Livraisons à hauts-risques
Des techniques de prélèvement dignes de la science-fiction !
A chaque mission, sa technique d’échantillonnage ! Et oui, on ne prélève pas un bout d’astéroïde comme on récolte un morceau de Mars. Hayabusa 2, elle, va venir toucher tout doucement Ryugu avec une sorte de trompe. Une petite bille va être alors projetée vers le sol, soulevant des poussières qui seront capturées par la trompe. Mars2020 quant à elle utilisera une petite foreuse pour prélever 31 carottes du sol ou des roches martiens et les encapsuler dans des tubes hermétiques.Et comment la mission Genesis a-t-elle récolté les ions (atomes ionisés) du vent solaire ? Et bien à l’aide de panneaux (des cibles) déployés dans l’espace : les atomes microscopiques de vent solaire filant à une vitesse folle, entre 400 et 700 km/sec, sont venues s’y encastrer. Ces panneaux étaient en or et en diamant, des matières ultra pures pour éviter toute contamination. Les ions capturés ont ensuite été renvoyés sur Terre dans une capsule hermétique. Bon, la capsule s’est crashée. Mais, les échantillons ont pu être récupérés et analysés malgré une certaine pollution des cibles !

Hayabusa 2 : encore plus loin !
Avant son 3e prélèvement, la sonde japonaise va envoyer une sorte de petite bombe sur l'astéroïde Ryugu pour y faire un cratère.

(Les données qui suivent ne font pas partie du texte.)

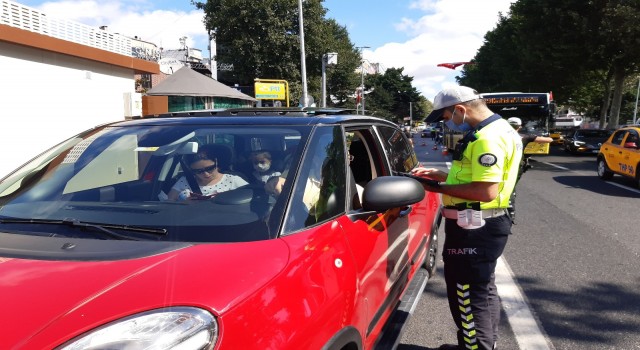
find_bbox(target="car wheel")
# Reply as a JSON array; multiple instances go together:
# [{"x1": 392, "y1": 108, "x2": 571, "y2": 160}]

La matière qui y sera pélevée sera ainsi plus "fraiche" : elle n'aura été altéréeni par le vent solaire, ni par les rayons cosmiques et ultra-violets qui parcourent l'espace.

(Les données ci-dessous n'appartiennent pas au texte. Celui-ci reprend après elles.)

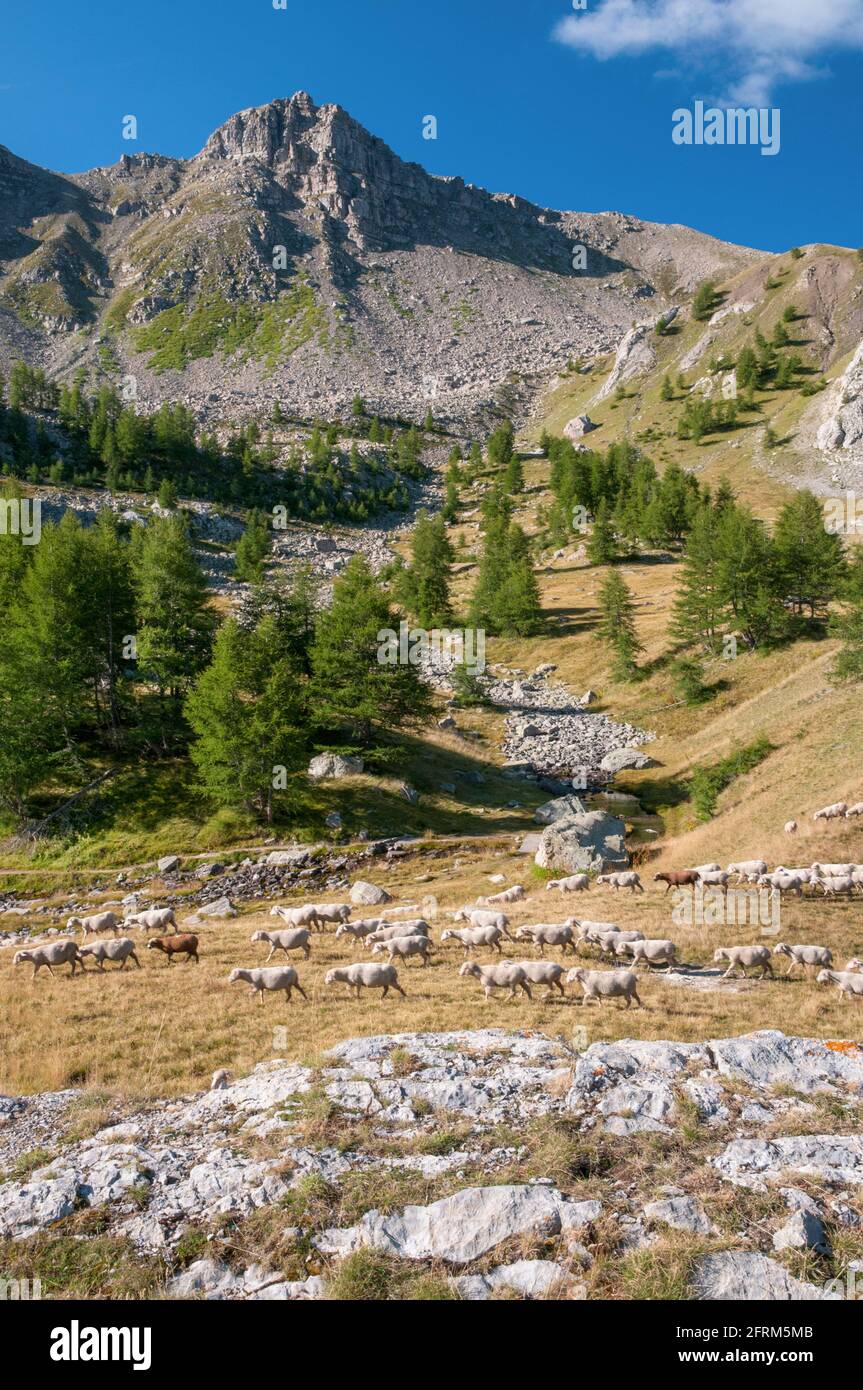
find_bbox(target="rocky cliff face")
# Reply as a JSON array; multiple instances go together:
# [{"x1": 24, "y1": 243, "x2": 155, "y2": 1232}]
[{"x1": 0, "y1": 93, "x2": 760, "y2": 428}]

Le vrai défi : atterrir puis redécoller de Mars
Ryugu, Bennu… Ces petits corps ont une gravité très faible. Il est donc facile de s’y poser puis d’en repartir. C’est bien différent pour la planète rouge : pour décoller depuis Mars, il faut 25 000 millions de fois plus d’énergie que depuis un astéroïde ! Les missions de retours d’échantillons martiens sont donc plus complexes et coûteuses. Mars Sample Return (MSR), qui doit récupérer les tubes laissés par Mars2020, c’est pas moins de 3 engins spatiaux : un petit robot qui fera les allers-retours pour récupérer les petits tubes scellés et les embarquer dans le 2e engin, le véhicule de lancement (MAV) qui décollera de Mars avec les tubes disposés dans un conteneur lui-même fermé hermétiquement. Puis une sonde en orbite, probablement développée par l’Agence Spatiale Européenne, récupérera le conteneur lors d’un rendez-vous spatial. Enfin, 200 jours plus tard, la sonde larguera son colis au-dessus des Etats-Unis.
Attention, risque de contamination
Une fois récupérée dans le désert australien, la capsule de Hayabusa2 sera conduite au Japon, dans un bâtiment construit exprès. Dans une énorme machine étanche et stérile, les scientifiques commenceront par récupérer le gaz qu’elle contient à l’aide d’une seringue pour l’analyser. Puis la capsule y sera ouverte via des bras manipulateurs et les échantillons seront étudiés à travers les parois : couleur, forme, rugosité… Pas question de leur faire prendre l’air et de risquer de les contaminer avec nos microbes ou nos bactéries ! Rien que l’humidité de l’air peut les modifier. Et c’est comme cela pour tous les échantillons extraterrestres. Ce n’est qu’après un an et demi qu’une partie pourra quitter son cocon stérile pour être distribuée aux scientifiques.De plus, des protocoles très stricts existent pour éviter la contamination de la Terre par la matière rapportée de l’espace. Dans le cas de MSR par exemple, si l’un des tubes s’avérait ne plus être étanche, la mission toute entière serait abandonnée. La NASA réfléchit aussi à la possibilité de tester la dangerosité de ces échantillons sur une petite station spatiale qui serait en orbite autour de la Lune (la Lunar Orbital Plateforme qui sera construit vers 2027), avant de les rapporter sur Terre.